My Sweetland Grandparents, Walter and Tena, raised six children, my father coming in towards the end. He was a trickster and a tease who wasted a lot of school time trying to prove the teacher wrong. He was smart, and a smart alec. He was excellent at solving math problems but a lousy teacher. He had no patience for stupidity, so I stopped doing math in the 4th grade.
Each of us in our family have our memories of the Rogue. One of my daughters shudders remembering being caught in a rapid between the rocks, so the Rogue was not a happy river for her. Much later I tried my initial foray into water-skiing on the Rogue. Having risen to the occasion on a single ski, I chose never to do it again. Probably none of us felt the magnetizing pull of the River as my father did after the War.
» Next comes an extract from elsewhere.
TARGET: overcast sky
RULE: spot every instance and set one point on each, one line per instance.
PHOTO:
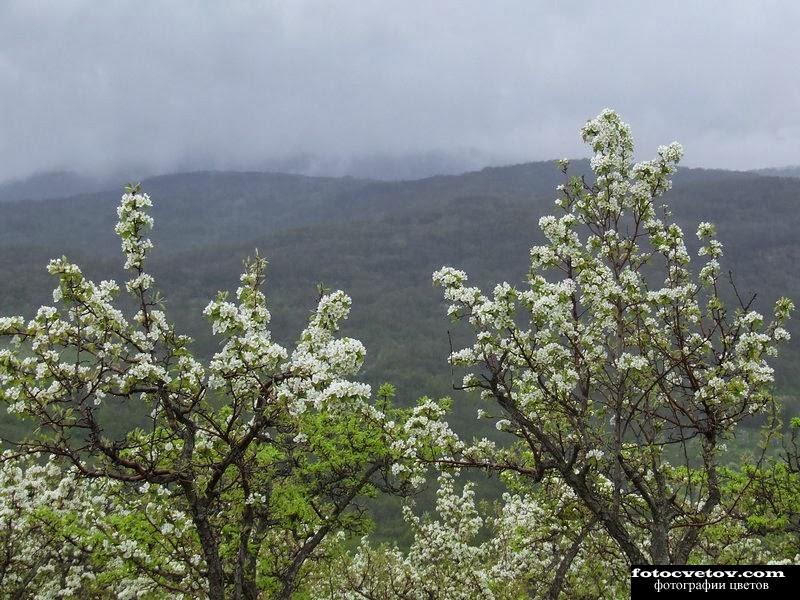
(102, 86)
The clarion call of home had been ringing in his heart for too many years.
Arriving in Grants Pass, I was a stranger to cousins I had never known, and family history better left between the pages of history. Dad’s sister Ardith had two boys I liked; the youngest, Bud, a wild kid who loved to jump off the bridge at the park in Grants Pass, grew up to be a railroad engineer, and his brother Walter who became a worm farmer.
Aunt Hazel’s brother Uncle Charlie owned the pool hall in town where we went for ice cream, committed suicide one morning before work. I don’t recall with perfect clarity whether that was before or after we found out his daughter Doris was a prostitute.
All of these things were debated with great interest with Aunt Hazel’s dog Bounce, whom she swore could talk. Sitting out in the sheep barn with him we discussed Life’s great imponderables. Bounce was well known for carrying a basket of gladiolus at the head of the annual Caveman Parade.
In Grants Pass I temporarily changed my name to Arvie, sang in the jazz band, was on the debating team, found I was not good at team sports, fell in love again, and began to smoke cigarettes.
Once a week, sitting in a fire lookout on top of the mountain as enemy plane spotters, my girlfriend and I were enveloped in blue smoke as we puffed ill-gotten cigarettes, happily ignorant of health issues, our only fear of future consequences coming from our parents.
I was hired at the local soda fountain at fifteen, after assuring the owner I was sixteen and would bring proof soon. My new boss had at one time been a serious suitor of my Dad’s older sister, Aunt Arline. Though he asked again for my work permit, he did not pressure me and I was allowed keep scooping ice cream and making the skimpy tuna sandwiches he required. On good days I was permitted to help make the ice cream with another High School student, a boy who became another casualty of the War in another year.
The new sensation of being recognized because of my name in this town, gave rise to an unfamiliar sense of belonging. I began to understand the meaning of “home”.